# :)



## hamernhonkers (Sep 28, 2007)




----------



## Bax* (Dec 14, 2008)

I see bands.... lots of bands.

Oh and not one bird looking at you. Sooooo, either a) these are decoys, or b) you are a master of concealment.


----------



## hamernhonkers (Sep 28, 2007)

Not decoys


----------



## LostLouisianian (Oct 11, 2010)

GPS co-ordinates or it didn't happen.


----------



## robiland (Jan 20, 2008)

I agree with LostinLouisian. GPS or invite me so I can confirm!


----------



## Fowlmouth (Oct 4, 2008)

I'll be down that way for Thanksgiving.;-)


----------



## fish-n-fool (May 26, 2009)

Me too! hard to not know that place with that background. HE HE.


----------



## Bax* (Dec 14, 2008)

I'll be down there for Christmas too! Let's shoot geese and quail!


----------



## hamernhonkers (Sep 28, 2007)

fish-n-fool said:


> Me too! hard to not know that place with that background. HE HE.


Not to worried as I have similar pics like this from 3 different states all with very close back grounds


----------



## richard rouleau (Apr 12, 2008)

hope fully they will be around for the opener


----------



## hamernhonkers (Sep 28, 2007)

richard rouleau said:


> hope fully they will be around for the opener


Pretty sure they'll be around for us still man. Bad news though, the wma took a hit again and dikes were breached on a bunch of the checks.

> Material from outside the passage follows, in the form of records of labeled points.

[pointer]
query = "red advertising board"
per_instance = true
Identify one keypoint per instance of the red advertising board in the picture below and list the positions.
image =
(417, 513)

Give me a call and I'll catch you up on what's going on before the hunt starts.


----------



## cootlover (Sep 26, 2015)

Richard it wouldn't matter if there was ten times that many Hammer would just miss-/|\\-


----------



## hamernhonkers (Sep 28, 2007)

cootlover said:


> Richard it wouldn't matter if there was ten times that many Hammer would just miss-/|\\-


When you goona get your butt down here and put your money where your mouth is

I told ya I'd have no problem killing your limit too


----------